Dedicou muitas e muitas horas a cuidar da biblioteca
da Província. Era confessor e diretor espiritual de grande
número de nossos estudantes. Era conhecidíssimo em
Tietê, onde passou a maior parte de sua vida, no Brasil.
Muito procurado como confessor, diretor espiritual e também
como benzedor, ficando afamado com suas bênçãos.
Era um místico e foi um professor ”sui generis”.
Escrevia sobre curiosidades e notícias científicas
nas publicações internas da Província e em revistas dedicadas
à espiritualidade. É de sua autoria o livro “Teologia
das Realidades Celestes, manual de ascética e mística”,
editado pela Província. Quando o Seminário Maior foi
transferido para a Raposo Tavares, em São Paulo, o Padre
João foi junto. Foi aí que começaram a manifestar-se
os primeiros sintomas do mal de Parkinson, do qual veio a
falecer.
Foi operado na Alemanha, em 1969, com quase ne5
nhum resultado. Os médicos, vendo o pouco que haviam
conseguido, recomendaram que voltasse logo para o Brasil.
Ele dizia que queria morrer em sua segunda pátria.
Em fins de 1972 foi transferido para o Jardim Paulistano,
de onde, alguns anos depois, passou para a casa de benfeitores
da Congregação: Dona Elizinha e Narciso Sutiro,
sobrinhos do Padre Sotilo. Ela era sua penitente. Diante
das alucinações de perseguições e de envenenamento
que o padre sofria, perguntaram-lhe se queria ir para a
casa dela, o que ele aceitou. O casal, seus filhos e Dona
Ia, trataram do Padre João com todo carinho possível e
cuidado, até a morte.
A doença ia caminhando sempre mais Vivia quase
só sentado numa poltrona. Foi se encurvando cada vez
mais, à maneira de Sto. Afonso, e, por fim, não falava
mais a não ser por sinais Sem se queixar, ficou privado
até do que mais gostava na vida, seus estudos e seus
livros. Mas enquanto foi possível, era um estudioso dedicado
e homem de muita oração.Celebrou missa enquanto
pôde, em seu quarto. Faleceu na tarde de 21 de fevereiro
de 1986. Foi sepultado em Tietê. É venerado pelo povo
da região como um santo (Pe. Víctor Hugo S. Lapenta)(
Da publicação interna: Aqueles que nos precederam.)

Nota do editor
Não foi possível ter acesso ao texto original do autor.
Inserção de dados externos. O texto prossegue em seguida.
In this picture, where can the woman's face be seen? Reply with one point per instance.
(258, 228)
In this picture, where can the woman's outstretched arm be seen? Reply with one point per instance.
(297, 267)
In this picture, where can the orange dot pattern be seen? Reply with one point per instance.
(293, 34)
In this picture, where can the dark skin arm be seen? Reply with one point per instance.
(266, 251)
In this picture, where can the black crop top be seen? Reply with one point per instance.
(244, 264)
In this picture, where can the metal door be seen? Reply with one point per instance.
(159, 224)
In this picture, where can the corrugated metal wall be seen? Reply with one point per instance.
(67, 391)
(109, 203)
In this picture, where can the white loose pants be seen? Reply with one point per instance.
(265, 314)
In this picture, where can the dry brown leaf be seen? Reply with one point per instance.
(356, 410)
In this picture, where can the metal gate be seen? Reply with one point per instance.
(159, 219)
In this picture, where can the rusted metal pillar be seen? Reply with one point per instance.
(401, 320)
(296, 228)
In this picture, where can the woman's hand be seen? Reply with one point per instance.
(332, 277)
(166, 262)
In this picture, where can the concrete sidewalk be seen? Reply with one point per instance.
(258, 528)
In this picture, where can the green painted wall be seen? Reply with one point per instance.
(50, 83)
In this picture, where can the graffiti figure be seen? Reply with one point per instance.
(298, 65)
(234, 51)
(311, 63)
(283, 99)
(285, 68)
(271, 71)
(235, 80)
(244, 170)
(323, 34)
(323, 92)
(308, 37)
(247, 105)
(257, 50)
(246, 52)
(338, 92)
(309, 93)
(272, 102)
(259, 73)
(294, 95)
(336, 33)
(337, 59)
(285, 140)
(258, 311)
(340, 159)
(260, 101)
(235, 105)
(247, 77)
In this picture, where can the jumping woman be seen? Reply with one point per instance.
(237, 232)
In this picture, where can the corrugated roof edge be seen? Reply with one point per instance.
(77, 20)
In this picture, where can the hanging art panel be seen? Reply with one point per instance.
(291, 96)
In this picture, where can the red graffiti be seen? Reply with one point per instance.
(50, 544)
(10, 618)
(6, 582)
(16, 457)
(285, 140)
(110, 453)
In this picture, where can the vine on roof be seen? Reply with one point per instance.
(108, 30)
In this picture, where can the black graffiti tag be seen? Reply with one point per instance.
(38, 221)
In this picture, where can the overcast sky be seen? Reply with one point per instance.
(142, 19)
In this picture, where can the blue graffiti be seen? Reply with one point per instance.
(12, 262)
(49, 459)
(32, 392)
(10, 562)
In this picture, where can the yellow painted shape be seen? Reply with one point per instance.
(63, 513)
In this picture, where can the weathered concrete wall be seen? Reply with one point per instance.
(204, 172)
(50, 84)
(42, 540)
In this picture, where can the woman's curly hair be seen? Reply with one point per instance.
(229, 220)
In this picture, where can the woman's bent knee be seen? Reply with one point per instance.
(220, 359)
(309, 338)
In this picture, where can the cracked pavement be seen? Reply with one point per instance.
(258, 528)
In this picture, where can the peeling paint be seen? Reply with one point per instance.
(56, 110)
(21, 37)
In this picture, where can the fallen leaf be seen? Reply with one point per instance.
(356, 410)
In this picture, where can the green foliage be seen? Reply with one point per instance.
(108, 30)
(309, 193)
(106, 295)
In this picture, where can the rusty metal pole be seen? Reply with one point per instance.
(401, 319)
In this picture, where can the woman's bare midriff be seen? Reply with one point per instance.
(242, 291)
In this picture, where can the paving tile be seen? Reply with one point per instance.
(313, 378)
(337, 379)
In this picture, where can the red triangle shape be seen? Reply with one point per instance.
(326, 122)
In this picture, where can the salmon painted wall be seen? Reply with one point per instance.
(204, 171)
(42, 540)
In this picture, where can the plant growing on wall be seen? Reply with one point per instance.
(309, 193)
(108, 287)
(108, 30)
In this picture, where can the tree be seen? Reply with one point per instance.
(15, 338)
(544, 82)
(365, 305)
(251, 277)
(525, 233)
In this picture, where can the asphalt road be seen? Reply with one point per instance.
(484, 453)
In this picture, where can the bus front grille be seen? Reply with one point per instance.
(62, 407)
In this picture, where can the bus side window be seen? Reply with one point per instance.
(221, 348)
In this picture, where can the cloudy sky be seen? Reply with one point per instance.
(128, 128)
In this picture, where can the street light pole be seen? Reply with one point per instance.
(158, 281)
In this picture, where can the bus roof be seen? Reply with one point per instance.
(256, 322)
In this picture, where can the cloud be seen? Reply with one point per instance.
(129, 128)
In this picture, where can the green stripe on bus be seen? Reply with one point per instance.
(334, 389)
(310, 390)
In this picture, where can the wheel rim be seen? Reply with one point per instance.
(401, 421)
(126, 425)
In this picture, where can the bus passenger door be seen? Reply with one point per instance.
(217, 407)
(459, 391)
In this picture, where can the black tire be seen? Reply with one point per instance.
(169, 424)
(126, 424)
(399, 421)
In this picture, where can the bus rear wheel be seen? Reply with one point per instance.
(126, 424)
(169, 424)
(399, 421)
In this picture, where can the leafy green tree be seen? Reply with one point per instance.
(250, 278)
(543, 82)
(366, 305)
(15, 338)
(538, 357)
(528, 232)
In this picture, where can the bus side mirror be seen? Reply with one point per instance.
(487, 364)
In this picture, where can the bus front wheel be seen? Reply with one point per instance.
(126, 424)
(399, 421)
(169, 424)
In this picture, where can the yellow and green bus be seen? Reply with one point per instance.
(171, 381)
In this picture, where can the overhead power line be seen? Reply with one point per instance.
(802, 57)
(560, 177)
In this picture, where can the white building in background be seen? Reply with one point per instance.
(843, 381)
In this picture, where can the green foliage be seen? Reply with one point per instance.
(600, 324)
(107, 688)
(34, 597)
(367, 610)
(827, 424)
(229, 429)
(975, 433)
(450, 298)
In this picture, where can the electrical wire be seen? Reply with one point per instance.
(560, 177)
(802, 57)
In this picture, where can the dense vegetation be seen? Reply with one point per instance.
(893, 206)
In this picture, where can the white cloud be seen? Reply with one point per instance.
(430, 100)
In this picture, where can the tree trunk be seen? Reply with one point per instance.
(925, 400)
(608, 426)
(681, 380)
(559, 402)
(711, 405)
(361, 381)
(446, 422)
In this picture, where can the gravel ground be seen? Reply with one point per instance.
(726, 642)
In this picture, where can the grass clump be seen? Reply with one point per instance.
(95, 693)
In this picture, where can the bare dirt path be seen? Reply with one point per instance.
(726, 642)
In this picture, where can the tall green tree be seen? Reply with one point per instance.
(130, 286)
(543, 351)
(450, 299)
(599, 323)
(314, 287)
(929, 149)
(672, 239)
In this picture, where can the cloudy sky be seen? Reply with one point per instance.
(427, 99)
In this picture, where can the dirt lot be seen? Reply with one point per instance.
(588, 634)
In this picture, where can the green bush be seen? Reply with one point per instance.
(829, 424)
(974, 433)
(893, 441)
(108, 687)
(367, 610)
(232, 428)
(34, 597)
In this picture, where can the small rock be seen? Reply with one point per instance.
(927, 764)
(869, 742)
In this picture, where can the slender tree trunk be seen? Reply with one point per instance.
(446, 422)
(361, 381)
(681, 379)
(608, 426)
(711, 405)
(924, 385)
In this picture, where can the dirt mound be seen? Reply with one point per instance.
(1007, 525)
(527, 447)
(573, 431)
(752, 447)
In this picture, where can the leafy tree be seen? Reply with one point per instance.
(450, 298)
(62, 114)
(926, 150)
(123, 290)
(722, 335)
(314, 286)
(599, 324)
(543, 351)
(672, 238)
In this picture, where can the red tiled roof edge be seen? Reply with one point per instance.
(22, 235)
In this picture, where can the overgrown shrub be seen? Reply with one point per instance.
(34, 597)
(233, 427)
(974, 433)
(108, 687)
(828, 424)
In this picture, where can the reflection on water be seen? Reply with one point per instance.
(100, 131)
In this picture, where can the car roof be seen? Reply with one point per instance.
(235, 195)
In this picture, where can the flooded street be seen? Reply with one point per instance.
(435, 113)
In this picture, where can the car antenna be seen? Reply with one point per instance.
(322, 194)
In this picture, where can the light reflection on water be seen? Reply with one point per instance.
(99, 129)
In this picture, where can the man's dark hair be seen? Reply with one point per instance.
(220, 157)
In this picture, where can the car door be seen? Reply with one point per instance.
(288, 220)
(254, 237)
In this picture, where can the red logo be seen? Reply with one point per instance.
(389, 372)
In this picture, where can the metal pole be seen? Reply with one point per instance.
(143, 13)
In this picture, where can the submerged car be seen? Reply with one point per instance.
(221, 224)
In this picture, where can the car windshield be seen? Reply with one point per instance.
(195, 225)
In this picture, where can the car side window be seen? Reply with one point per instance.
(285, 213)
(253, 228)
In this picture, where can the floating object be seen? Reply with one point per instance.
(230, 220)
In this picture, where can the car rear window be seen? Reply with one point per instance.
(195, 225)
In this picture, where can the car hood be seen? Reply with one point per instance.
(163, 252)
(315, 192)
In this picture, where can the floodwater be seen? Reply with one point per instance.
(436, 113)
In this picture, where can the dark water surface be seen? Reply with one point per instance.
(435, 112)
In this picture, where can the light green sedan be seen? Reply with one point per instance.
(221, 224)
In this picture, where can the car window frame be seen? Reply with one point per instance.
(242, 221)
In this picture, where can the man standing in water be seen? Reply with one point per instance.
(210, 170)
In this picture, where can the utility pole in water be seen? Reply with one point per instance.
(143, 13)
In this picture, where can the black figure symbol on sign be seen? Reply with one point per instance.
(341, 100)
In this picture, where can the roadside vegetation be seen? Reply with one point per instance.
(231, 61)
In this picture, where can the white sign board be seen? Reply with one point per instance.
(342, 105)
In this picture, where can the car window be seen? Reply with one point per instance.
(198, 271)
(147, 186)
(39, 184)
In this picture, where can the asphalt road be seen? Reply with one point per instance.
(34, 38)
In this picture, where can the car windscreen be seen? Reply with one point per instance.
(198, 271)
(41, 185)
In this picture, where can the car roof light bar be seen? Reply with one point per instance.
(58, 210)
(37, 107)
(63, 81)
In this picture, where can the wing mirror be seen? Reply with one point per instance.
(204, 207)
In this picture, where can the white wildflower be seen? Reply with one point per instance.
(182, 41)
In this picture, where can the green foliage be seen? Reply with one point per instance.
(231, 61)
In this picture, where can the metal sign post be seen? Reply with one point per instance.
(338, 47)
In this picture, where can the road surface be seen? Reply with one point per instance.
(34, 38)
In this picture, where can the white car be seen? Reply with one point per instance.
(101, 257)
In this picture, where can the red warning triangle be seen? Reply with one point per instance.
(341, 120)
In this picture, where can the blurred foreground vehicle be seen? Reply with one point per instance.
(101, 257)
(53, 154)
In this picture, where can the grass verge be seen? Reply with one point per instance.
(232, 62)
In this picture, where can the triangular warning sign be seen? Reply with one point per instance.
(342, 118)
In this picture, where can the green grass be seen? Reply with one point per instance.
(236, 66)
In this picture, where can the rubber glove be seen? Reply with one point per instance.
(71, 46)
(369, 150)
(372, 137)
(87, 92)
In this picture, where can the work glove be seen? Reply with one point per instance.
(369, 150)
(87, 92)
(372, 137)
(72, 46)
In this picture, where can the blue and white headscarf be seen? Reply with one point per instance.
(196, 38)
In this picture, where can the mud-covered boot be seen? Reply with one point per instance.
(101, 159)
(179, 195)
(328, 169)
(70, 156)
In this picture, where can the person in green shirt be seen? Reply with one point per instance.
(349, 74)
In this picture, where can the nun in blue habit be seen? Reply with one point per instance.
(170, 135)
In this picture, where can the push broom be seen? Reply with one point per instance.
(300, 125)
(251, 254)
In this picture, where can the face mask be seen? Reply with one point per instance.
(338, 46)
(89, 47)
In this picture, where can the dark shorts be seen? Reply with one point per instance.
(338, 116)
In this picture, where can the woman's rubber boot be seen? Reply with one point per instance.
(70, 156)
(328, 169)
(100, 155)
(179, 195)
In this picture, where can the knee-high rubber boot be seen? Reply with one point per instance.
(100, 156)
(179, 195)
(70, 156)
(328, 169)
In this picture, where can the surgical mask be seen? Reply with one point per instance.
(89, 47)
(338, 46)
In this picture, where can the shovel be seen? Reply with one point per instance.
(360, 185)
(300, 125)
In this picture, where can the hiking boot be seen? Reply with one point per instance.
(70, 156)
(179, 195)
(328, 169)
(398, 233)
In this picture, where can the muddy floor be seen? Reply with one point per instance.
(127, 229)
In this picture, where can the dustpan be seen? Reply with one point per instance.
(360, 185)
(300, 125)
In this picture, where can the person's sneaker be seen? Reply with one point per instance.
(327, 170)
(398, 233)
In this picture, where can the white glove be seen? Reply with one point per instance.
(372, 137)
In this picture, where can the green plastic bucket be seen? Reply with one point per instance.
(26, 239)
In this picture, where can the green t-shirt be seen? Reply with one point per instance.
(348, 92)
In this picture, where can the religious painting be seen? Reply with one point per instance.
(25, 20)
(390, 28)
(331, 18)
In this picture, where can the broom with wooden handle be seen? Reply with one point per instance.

Trabalhei com o texto publicado numa edição particular,
com muitas falhas e erros de transcrição, pois aparentemente
o texto foi datilografado a partir de ditado, sem ter
passado por adequada revisão e sistematização. Com
isso, algumas vezes, procurei recuperar o sentido original
da melhor maneira que me era possível. Esta, pois, não é
uma edição crítica.
O autor às vezes usa estilo bastante telegráfico, que
respeitei, como aliás o fiz a maior parte das vezes, limitando-
me a correções gramaticais. Tomei certa liberdade
na divisão de parágrafos, tendo em vista uma padronização
do texto.
Espero ter assim contribuído para a preservação de
um texto que merece ser conhecido, quando mais não
fosse como testemunha de uma época. Com essa iniciativa
quero prestar uma homenagem ao autor, a quem muito
devo.
Fl. Castro, cssr.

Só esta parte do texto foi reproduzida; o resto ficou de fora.